I am half joking when I talk about magnets, but I don't believe that what happens in the NBA is 100% legit. It could be what many people believe that the league is using referees to secure narrative driven outcomes. It could be players throwing games and faking injuries for the same reason. It could be magnets and magic for all we know. So I am agnostic about all the theories out there, but I know there's a chance that the NBA is legit so I do take the game seriously.
I wonder how much money I'd have to pay Mr. Silver to become the greatest shooter ever, after Curry's exclusive deal is done and his "narrative" ends. Also, I hope they have this electromagnetism voodoo magic on all the pick-up courts I play at too so my street cred is intact. And while we are at it, ukranian snipers could improve their sharpshooting skills this way too. Make it happen, commissioner - a good country depends on you.

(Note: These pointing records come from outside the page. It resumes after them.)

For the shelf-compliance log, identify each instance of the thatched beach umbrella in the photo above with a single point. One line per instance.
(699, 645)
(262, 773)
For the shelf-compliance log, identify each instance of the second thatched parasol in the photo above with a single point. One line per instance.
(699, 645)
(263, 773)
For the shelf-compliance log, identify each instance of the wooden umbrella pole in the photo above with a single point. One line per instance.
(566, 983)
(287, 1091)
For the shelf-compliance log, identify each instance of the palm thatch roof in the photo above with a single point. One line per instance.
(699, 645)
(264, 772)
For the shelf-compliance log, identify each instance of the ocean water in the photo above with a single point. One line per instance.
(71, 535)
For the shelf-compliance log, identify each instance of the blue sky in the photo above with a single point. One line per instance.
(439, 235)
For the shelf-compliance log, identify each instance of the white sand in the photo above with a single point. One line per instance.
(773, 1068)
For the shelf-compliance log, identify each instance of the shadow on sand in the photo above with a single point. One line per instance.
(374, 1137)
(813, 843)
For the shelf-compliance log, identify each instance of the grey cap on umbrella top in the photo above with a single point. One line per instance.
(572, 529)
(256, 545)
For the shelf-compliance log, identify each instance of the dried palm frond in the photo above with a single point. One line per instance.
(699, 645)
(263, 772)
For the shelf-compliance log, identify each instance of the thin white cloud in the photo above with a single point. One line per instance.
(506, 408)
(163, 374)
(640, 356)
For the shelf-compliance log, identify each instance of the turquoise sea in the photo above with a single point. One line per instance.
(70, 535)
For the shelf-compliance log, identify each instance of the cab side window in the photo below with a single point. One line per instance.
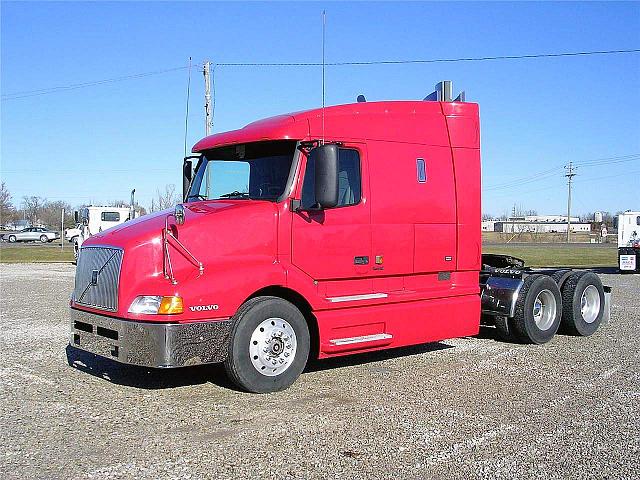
(349, 180)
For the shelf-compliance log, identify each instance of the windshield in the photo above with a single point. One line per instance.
(257, 171)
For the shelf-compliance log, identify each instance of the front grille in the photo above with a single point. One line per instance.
(97, 277)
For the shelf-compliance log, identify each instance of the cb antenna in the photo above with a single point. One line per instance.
(186, 116)
(324, 22)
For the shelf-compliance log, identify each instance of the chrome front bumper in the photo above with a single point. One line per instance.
(158, 345)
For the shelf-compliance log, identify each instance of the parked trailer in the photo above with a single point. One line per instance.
(318, 234)
(629, 242)
(92, 220)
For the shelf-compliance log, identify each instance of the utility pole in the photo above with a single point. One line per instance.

Never seen such a mediocre/fringe player get so much attention as KENNY LOFTON JR. Is he dad paying for social media coverage or something? He sucks.

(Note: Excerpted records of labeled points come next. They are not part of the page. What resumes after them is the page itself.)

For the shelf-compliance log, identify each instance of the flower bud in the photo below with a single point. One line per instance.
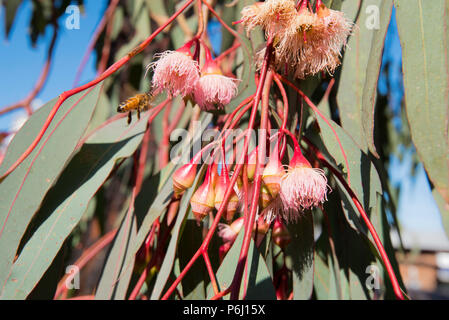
(265, 197)
(273, 173)
(213, 90)
(220, 190)
(252, 163)
(183, 178)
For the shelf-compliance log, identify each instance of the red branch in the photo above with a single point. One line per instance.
(315, 109)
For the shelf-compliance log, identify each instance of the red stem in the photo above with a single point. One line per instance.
(116, 66)
(396, 287)
(315, 109)
(249, 223)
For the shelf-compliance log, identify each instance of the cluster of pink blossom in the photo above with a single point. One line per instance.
(178, 73)
(305, 42)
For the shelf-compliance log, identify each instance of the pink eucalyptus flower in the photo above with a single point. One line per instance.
(229, 232)
(302, 187)
(214, 90)
(176, 72)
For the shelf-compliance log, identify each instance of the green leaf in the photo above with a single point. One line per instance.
(423, 32)
(23, 190)
(444, 210)
(11, 7)
(193, 284)
(260, 284)
(119, 265)
(360, 70)
(169, 258)
(372, 73)
(66, 202)
(166, 189)
(300, 256)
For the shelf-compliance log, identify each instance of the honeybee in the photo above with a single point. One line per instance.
(140, 102)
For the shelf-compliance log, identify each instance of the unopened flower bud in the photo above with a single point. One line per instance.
(273, 173)
(265, 197)
(183, 178)
(220, 189)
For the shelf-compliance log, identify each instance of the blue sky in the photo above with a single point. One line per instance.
(20, 66)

Just weighing in from a physics perspective, for @JumpMan too: I think this is pretty close to impossible. I think most people are just joking when they talk about magnets in basketball, but I see two enormous problems. 1. How do you get an incredibly strong rare-earth type magnets into a ball? Sure, we make some small strong magnets now, but they'd need to basically be microscopic to cleverly embed them in a basketball's skin. Plus the strong little magnets are wrong for the job. I don't think you can make those things into fibers, and the polarity of a fiber would be unreliable so probably a no-go anyway. 2. The strength of force needed would be too huge. Since a basketball is fairly heavy, (e.g. it would be hard to magnetically levitate one without a ton of rare-earth magnets or a cooled superconductor, LOL), and since an approach to the rim happens so fast, the magnetic fields you'd need to impact all but a rim-hanging shot would probably be just too crazy large. The density and weight of the fibers would really change the nature of a basketball too, I would think. 3. The Rockets f-ing choked. LOL. That was so painful. And it became more likely with a very tired team, I hate to say.
Didn't Brandon Jennings play a part in this when he (rightfully, in retrospect) boycottted having to play for free to enrich the NCAA and not himself? I mean, at the time I thought he was making a mistake but now? death to the NCAA.